Re: Add parallelism and glibc dependent only options to reindexdb

Поиск

Список

Период

Сортировка

От	Julien Rouhaud
Тема	Re: Add parallelism and glibc dependent only options to reindexdb
Дата	1 июля 2019 г. 16:14:20
Msg-id	CAOBaU_bg3VheGYkjjvPd6Buw2Uk7yqAAGwXy7BXm6DwytWAdwA@mail.gmail.com обсуждение исходный текст
Ответ на	Re: Add parallelism and glibc dependent only options to reindexdb (Alvaro Herrera <alvherre@2ndquadrant.com>)
Ответы	Re: Add parallelism and glibc dependent only options to reindexdb
Список	pgsql-hackers

Дерево обсуждения

On Mon, Jul 1, 2019 at 3:51 PM Alvaro Herrera <alvherre@2ndquadrant.com> wrote:
>
> Please don't reuse a file name as generic as "parallel.c" -- it's
> annoying when navigating source.  Maybe conn_parallel.c multiconn.c
> connscripts.c admconnection.c ...?

I could use scripts_parallel.[ch] as I've already used it in the #define part?

> If your server crashes or is stopped midway during the reindex, you
> would have to start again from scratch, and it's tedious (if it's
> possible at all) to determine which indexes were missed.  I think it
> would be useful to have a two-phase mode: in the initial phase reindexdb
> computes the list of indexes to be reindexed and saves them into a work
> table somewhere.  In the second phase, it reads indexes from that table
> and processes them, marking them as done in the work table.  If the
> second phase crashes or is stopped, it can be restarted and consults the
> work table.  I would keep the work table, as it provides a bit of an
> audit trail.  It may be important to be able to run even if unable to
> create such a work table (because of the <ironic>numerous</> users that
> DROP DATABASE postgres).

Or we could create a table locally in each database, that would fix
this problem and probably make the code simpler?

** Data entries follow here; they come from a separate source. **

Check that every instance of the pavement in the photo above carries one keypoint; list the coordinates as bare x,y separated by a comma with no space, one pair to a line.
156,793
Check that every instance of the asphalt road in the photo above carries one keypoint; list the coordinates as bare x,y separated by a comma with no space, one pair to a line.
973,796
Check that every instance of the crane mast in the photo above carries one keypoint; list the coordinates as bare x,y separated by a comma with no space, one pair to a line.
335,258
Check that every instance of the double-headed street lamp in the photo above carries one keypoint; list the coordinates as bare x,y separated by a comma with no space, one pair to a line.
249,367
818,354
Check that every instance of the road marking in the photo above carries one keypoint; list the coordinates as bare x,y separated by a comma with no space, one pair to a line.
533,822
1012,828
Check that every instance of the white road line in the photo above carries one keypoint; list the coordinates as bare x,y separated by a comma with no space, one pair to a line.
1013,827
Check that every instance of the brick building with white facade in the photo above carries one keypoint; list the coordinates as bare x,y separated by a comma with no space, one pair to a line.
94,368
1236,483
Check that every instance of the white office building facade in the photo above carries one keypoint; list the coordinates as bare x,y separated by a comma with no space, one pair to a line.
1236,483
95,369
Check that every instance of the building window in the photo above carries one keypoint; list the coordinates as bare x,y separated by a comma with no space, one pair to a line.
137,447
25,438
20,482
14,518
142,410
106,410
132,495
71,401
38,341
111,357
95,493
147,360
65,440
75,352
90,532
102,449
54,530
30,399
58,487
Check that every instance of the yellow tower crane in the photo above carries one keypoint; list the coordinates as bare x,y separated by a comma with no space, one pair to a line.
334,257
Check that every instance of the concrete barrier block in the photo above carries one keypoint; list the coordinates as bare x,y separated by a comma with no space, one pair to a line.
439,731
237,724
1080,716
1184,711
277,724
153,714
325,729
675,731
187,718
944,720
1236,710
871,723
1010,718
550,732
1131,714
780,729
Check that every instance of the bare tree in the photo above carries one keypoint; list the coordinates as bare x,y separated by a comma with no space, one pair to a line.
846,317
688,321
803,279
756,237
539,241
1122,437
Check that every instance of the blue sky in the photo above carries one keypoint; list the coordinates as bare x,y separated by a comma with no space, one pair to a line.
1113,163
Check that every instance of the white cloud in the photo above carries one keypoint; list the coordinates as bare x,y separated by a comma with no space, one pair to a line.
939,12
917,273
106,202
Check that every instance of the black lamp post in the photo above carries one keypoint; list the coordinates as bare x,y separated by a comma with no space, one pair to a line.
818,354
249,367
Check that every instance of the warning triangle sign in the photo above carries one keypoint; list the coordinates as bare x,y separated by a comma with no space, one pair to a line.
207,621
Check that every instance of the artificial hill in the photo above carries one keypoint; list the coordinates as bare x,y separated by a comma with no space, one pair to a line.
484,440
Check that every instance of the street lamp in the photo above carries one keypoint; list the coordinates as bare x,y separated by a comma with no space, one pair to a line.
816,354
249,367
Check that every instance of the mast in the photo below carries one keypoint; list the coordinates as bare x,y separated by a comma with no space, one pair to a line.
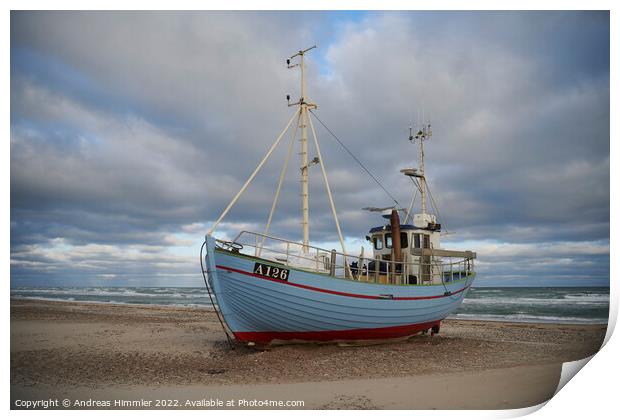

It also raises some additional concerns about data expiration.  I
guess that someone could launch the tool by mistake, kill reindexdb,
and run it again 2 months later while a lot of new objects have been
added for instance.

> The "glibc filter" thing (which I take to mean "indexes that depend on
> collations") would apply to the first phase: it just skips adding other
> indexes to the work table.  I suppose ICU collations are not affected,
> so the filter would be for glibc collations only?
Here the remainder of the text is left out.